Er wollte eben nicht die etablierten Namen wie Peter Lindberg. Er beauftragte seinen Art Director Marc Scouly damit, neue, junge Fotografen zu finden. Und der fand mich. Ich habe zwölf Kampagnen für Yamamoto fotografiert.
Was faszinierte Sie an seiner Mode?
Das war damals eine total andere Sprache, andere Formen, Farben, eine andere Kultur. Es war das Gegenteil von Thierry Mugler oder Versace. Es ging nicht um den Körper, es ging um die Person, die die Kleidung trägt. Es war schlicht und superelegant, nachtblau, schwarz. Grandios.
Hatten sie denn bei solchen Aufträgen, die Freiheit, ihre Ideen umzusetzen?
Ich will überhaupt keine Freiheit bei der Arbeit! Mein Ziel ist es, zu verstehen, was der Modemacher will, was er vermitteln will. Ich muss versuchen, das Leben durch seine Augen zu sehen. Ich muss ihm das geben, was ihn thrilled. Nicht mich. Ich darf auf keinen Fall versuchen, mich gegen ihn durchzusetzen.
Bei Ihnen wird Teamwork groß geschrieben?
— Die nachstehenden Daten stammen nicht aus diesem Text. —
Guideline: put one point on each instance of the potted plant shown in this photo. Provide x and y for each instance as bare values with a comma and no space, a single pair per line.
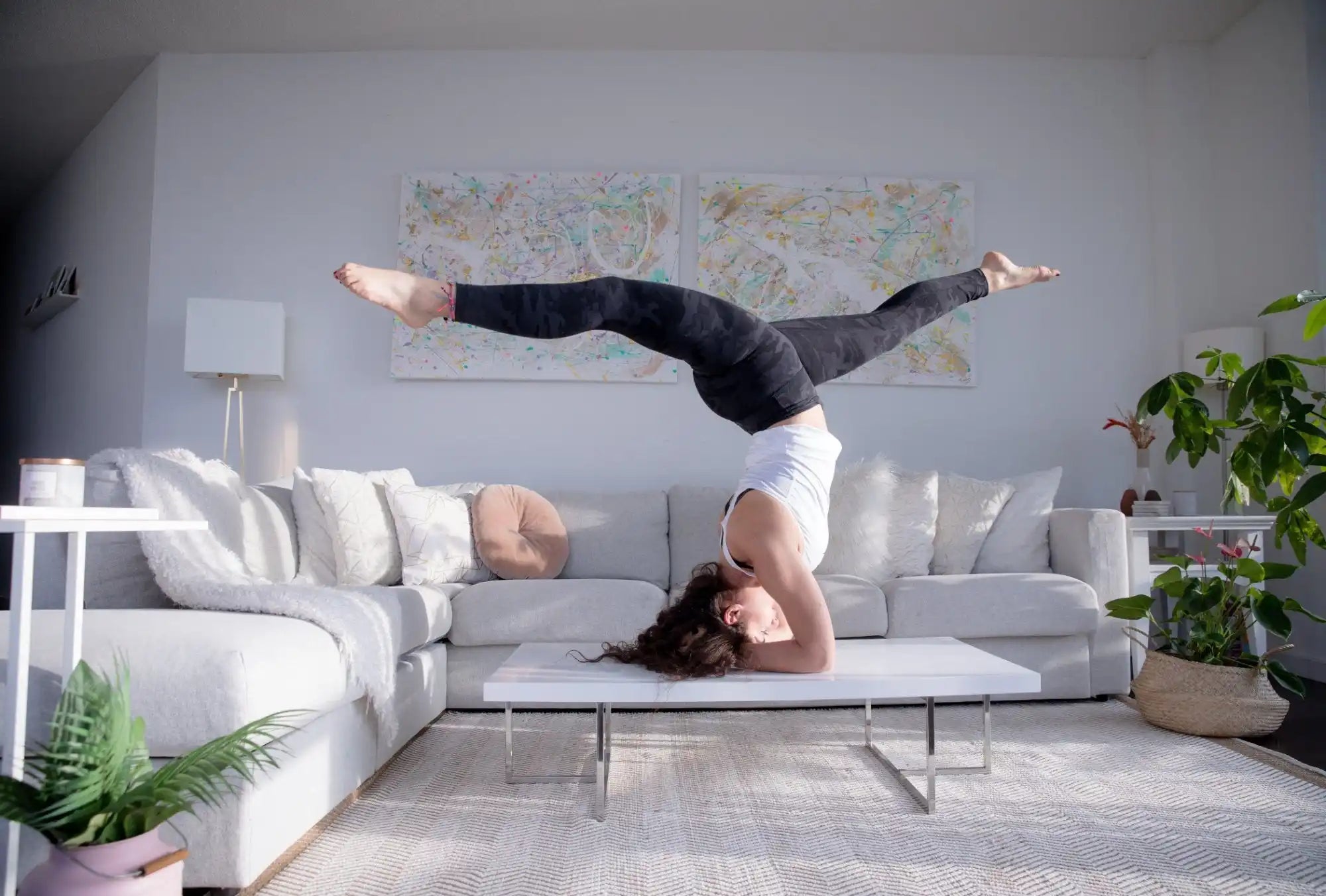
1202,679
96,797
1142,435
1279,461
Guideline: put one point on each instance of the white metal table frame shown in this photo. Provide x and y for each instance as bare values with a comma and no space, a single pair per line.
604,757
1142,572
21,630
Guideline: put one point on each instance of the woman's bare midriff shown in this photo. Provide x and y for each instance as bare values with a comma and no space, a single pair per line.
812,418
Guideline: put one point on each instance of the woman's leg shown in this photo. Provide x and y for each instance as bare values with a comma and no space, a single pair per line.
745,370
837,345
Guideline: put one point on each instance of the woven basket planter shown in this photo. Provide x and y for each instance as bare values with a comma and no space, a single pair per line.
1209,700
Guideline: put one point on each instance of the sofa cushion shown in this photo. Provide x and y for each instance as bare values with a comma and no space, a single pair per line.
364,535
991,605
694,516
420,614
615,535
1020,539
194,674
554,610
856,606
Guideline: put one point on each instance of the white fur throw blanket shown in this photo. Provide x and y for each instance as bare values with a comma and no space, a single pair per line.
205,569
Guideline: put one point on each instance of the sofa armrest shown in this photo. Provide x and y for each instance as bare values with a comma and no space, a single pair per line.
1092,545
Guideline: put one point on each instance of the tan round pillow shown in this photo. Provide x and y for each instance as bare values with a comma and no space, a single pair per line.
519,533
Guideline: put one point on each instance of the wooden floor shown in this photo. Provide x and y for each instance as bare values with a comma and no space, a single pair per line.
1303,734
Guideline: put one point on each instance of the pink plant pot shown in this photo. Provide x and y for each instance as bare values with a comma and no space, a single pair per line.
60,875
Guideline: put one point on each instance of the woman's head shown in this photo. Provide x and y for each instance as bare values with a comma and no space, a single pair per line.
703,632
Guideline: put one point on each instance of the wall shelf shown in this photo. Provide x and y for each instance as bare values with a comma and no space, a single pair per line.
47,308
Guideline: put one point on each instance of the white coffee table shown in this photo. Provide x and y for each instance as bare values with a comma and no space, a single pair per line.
865,670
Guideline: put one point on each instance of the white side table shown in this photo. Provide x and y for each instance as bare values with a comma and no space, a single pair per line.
1142,572
26,524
Oh ja! Jeder ist wichtig, jeder muss sich so gut es geht einbringen. Mit Ideen und Können. Auch die Hair & Make-up-Artists. Gerade auch die! Eine schlechte Frisur ruiniert das Foto oder den Film. Man muss allen, die auf dem Set sind, gut zuhören, dann wird das Ergebnis besser. Ich empfinde es als Privileg, mit diesen Kreativen zusammenarbeiten zu dürfen.
Solche Kampagnen werden ja auch nicht mal an ein, zwei Tagen gemacht. Wie groß ist der Aufwand für solche Produktionen?
Vorbesprechungen und erstes Brainstorming nicht eingerechnet, gehen schon ein paar Wochen für die Planung drauf. Dann kommt das Shooting. Und dann drei Monate post production. Bis alle zufrieden sind. In der Zeit hatte ich keine anderen Auftraggeber. Für mich war es aber eine ganz besondere Zeit. Yohji hat mir erlaubt, in seine Gedankenwelt einzudringen. Seinen besonderen Blick auf die Welt, auf die Gesellschaft zu begreifen. Ein wunderbares Erlebnis.
Das klingt wirklich sehr speziell und sehr aufregend. Ist Ihre andere Leidenschaft, Fotos von ihren Rosen so etwas wie ein Ausgleich?
Das sind ganz private, sehr persönlich Arbeiten. Und auch sehr kontemplativ. Das ist gar nicht vergleichbar. Man sitzt da Stunde um Stunde, schaut die Blumen von allen Seiten an, entdeckt immer wieder neue Facetten. Aber es gibt keine Beziehung wie zu einem Model. Du kannst mit der Blume nicht reden, sie nicht zu irgendetwas anspornen, wie du einem Model sagst, dass sie jetzt mal glücklich schauen soll. Das ist immer eine Reise in Unbekannte. Du weißt nie, ob Du ein gutes Foto bekommst. Aber es ist auf seine Weise auch sehr emotional.